I've been thinking about how coincidences are evaluated in forensics.  How does one separate the pure coincidences from the can't-be-coincidences?

Supposedly, a detective does not believe in coincidence.

Let's say George has some mysterious charges on his bill.   Let's say that something comes to light that the exact digits of his credit card number appeared in a text from a Hans whom George doesn't know, but say George's daughter knows Hans.  There might be enough digits in that number to warrant thinking that it is not a coincidence -- that is, that those doesn't represent something else: a book-of-the-month club user registration, a hotel confirmation number, etc.  A long enough number is supposed to use up probabilitic resources.  After all, it should be the case that a random sequence of digits probably NOT be valid credit card number.  There could be a preponderance of evidence that Hans

To make this more interesting, let's say that these mysterious charges occurred shortly after George died under mysterious circumstances and his credit card went missing.  There is the proximity to George: two degrees of separation.  There is the time proximity: near the time of George's death.

To a detective, this forms a pattern, a specification.  Now the small probability is much larger than the Universal Plausibility Bound, but it is still compelling in many cases, once motive and alibi are dealt with.

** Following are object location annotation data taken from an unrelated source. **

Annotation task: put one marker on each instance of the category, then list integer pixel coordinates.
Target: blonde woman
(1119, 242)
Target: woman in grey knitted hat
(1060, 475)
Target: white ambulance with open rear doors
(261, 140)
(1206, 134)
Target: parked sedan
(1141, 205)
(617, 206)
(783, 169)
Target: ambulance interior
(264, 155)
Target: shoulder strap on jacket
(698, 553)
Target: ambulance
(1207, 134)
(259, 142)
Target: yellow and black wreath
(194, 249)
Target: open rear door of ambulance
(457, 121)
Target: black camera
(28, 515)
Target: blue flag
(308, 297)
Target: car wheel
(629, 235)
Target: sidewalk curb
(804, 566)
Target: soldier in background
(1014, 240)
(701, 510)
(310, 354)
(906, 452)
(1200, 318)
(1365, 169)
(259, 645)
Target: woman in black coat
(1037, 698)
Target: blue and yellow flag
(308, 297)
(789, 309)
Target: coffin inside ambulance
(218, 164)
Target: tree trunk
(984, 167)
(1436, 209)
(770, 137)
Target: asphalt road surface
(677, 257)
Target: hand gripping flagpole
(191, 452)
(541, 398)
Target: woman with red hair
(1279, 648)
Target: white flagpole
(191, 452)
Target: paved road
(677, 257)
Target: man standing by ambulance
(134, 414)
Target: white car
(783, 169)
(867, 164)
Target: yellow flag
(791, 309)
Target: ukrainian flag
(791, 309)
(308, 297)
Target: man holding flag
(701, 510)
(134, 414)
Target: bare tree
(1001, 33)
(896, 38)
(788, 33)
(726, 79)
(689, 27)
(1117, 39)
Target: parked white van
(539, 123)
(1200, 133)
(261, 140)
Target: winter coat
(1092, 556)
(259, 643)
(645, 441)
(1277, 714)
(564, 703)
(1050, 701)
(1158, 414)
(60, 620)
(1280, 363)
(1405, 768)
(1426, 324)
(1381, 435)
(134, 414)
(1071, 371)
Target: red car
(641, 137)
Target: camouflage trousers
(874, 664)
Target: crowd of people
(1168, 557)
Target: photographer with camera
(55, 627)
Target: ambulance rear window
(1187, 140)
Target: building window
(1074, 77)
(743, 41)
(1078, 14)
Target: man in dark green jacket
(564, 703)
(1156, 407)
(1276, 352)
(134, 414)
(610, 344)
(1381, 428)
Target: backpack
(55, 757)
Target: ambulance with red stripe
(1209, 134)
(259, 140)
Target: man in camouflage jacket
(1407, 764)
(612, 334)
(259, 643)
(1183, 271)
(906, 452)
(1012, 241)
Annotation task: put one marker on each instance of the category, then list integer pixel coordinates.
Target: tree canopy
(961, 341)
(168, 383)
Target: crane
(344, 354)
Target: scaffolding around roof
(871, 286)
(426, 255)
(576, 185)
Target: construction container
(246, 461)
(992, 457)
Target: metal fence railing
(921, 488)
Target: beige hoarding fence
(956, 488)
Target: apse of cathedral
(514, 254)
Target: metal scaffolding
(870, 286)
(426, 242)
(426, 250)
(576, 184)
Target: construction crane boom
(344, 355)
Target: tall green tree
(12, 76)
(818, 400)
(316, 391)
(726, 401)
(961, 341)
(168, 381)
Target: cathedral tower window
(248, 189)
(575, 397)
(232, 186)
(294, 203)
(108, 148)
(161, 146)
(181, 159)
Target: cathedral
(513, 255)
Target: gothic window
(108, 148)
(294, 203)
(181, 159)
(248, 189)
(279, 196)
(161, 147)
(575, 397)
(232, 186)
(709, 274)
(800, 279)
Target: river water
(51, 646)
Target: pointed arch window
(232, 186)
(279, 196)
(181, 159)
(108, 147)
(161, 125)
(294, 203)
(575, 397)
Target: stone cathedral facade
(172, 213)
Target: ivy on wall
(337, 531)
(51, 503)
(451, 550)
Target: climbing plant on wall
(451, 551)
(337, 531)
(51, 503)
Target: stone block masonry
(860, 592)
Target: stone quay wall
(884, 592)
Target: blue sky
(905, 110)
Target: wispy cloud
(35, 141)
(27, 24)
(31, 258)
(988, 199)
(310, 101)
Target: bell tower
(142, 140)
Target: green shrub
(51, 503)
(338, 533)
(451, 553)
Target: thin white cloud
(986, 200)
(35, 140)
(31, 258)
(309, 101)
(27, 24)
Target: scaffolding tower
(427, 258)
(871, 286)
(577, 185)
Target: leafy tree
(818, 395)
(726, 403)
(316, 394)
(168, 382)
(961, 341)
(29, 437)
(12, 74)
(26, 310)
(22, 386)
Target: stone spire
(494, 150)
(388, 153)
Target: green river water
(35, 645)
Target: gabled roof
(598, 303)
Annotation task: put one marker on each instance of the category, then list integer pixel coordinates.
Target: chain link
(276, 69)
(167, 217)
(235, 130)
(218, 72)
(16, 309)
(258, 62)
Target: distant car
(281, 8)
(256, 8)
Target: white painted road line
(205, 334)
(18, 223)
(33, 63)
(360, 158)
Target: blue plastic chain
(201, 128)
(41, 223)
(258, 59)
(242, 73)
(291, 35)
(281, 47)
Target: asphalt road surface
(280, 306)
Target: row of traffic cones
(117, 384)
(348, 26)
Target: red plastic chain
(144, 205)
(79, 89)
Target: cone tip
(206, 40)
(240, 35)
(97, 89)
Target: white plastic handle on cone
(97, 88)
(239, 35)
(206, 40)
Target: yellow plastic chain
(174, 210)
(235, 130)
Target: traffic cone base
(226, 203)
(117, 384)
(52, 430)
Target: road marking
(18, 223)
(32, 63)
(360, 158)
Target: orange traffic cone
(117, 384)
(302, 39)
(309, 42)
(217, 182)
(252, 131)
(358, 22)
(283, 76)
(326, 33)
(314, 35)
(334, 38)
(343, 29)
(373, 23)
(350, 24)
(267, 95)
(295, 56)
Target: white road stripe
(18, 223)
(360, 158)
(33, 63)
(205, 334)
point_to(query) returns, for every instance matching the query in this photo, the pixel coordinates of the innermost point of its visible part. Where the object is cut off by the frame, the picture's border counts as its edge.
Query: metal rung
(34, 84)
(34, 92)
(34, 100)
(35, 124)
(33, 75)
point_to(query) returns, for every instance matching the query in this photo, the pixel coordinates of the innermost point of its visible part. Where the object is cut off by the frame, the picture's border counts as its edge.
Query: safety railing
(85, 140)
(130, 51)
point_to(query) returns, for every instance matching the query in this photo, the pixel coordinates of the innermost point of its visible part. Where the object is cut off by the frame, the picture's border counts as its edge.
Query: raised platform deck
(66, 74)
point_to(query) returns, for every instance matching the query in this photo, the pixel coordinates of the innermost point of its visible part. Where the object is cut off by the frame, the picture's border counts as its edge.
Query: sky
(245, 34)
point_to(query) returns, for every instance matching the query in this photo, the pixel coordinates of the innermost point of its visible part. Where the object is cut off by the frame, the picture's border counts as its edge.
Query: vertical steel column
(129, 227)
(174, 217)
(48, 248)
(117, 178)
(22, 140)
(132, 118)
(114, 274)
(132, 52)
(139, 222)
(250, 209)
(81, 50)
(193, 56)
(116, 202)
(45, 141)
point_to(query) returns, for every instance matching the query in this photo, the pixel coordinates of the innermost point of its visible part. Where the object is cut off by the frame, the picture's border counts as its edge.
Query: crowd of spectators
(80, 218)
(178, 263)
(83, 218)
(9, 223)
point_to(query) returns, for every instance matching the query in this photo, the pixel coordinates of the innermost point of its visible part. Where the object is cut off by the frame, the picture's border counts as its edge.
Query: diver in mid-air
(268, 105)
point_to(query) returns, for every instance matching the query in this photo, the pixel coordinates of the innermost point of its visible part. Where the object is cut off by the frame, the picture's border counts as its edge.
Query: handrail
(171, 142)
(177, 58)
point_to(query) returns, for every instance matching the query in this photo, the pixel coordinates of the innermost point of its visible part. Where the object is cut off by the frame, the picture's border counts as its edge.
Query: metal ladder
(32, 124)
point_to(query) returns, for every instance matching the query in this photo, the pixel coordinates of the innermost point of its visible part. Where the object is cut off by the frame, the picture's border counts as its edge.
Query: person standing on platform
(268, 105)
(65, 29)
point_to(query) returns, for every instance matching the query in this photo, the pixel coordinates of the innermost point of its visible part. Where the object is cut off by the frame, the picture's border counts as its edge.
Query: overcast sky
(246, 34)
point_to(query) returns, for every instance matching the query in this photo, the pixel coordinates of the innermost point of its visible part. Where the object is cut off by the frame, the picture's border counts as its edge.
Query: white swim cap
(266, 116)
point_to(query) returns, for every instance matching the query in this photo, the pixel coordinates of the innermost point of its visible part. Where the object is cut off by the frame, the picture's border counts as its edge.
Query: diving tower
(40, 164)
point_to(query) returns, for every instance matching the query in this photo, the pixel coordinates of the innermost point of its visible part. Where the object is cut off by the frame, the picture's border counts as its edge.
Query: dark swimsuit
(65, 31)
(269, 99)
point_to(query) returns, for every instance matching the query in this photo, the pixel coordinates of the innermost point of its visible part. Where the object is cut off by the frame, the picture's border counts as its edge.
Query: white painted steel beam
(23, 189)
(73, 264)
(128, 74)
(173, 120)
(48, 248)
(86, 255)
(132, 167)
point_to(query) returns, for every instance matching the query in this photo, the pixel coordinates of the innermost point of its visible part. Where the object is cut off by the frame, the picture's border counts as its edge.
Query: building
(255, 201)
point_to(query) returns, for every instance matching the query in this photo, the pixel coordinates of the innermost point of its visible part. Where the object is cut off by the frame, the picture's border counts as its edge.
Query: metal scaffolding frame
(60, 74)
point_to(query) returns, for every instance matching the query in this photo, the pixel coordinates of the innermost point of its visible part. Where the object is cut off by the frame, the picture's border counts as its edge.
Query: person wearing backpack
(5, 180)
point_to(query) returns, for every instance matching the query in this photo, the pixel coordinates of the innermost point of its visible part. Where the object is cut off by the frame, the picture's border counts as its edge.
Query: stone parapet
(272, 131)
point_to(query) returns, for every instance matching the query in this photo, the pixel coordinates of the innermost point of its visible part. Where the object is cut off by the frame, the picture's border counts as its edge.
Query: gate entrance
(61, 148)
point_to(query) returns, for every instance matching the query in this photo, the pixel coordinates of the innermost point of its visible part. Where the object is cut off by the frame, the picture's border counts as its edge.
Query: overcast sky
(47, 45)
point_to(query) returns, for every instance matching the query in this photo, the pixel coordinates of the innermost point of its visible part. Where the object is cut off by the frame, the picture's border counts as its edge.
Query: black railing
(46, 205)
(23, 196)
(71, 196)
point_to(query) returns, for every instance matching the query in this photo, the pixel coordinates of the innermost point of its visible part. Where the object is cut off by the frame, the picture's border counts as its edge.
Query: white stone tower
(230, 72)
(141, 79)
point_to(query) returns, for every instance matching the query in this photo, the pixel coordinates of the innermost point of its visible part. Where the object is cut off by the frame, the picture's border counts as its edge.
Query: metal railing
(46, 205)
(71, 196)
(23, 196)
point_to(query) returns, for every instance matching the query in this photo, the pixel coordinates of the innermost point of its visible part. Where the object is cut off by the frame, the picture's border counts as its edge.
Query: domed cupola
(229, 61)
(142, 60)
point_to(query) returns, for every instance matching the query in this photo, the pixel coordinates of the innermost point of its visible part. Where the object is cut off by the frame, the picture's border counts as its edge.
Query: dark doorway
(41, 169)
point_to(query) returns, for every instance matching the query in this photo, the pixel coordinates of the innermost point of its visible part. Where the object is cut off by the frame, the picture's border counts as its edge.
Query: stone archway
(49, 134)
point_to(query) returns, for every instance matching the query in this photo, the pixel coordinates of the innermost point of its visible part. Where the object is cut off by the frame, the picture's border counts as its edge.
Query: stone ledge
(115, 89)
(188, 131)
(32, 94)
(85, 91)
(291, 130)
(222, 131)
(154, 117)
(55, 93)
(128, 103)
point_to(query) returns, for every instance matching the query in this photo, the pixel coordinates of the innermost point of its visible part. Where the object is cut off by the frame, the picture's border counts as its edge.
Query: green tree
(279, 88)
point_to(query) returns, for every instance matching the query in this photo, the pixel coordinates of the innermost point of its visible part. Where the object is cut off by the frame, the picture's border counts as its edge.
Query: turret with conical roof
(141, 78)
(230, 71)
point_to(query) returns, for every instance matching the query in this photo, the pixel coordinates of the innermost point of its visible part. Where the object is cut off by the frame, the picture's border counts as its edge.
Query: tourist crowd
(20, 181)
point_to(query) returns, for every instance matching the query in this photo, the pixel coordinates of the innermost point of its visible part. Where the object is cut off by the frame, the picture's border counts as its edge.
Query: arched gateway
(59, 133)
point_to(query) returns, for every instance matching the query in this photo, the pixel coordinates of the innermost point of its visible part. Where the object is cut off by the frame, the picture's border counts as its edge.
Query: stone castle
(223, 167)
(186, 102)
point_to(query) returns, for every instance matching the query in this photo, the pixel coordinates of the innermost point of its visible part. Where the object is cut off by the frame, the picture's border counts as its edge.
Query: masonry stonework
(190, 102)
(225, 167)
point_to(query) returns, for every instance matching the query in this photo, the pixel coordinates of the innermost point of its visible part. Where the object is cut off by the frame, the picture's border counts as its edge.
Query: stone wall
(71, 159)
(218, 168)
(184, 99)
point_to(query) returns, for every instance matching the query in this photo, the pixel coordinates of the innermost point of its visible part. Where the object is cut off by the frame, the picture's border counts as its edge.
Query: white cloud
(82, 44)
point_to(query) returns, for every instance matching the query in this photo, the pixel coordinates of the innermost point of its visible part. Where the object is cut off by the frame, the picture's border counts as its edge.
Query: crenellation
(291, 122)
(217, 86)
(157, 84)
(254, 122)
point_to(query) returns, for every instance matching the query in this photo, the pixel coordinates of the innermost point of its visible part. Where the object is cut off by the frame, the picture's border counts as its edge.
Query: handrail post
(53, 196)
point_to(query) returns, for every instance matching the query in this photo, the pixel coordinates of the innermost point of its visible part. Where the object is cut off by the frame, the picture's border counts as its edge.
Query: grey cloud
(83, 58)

The quality Dembski would call tractability, gets into the degrees of separation along with the specificational resources.  What are the chances that someone would have the credit card number and also that this person be only two degrees of separation from the credit card owner, close to the time the card went missing?   Too coincidental?   How to put some firm numbers behind that assessment?  I suspect that departments of justice deal with tractability all the time, and somehow it is not pseudoscience  despite the problem resisting really precise calculations in a lot of cases.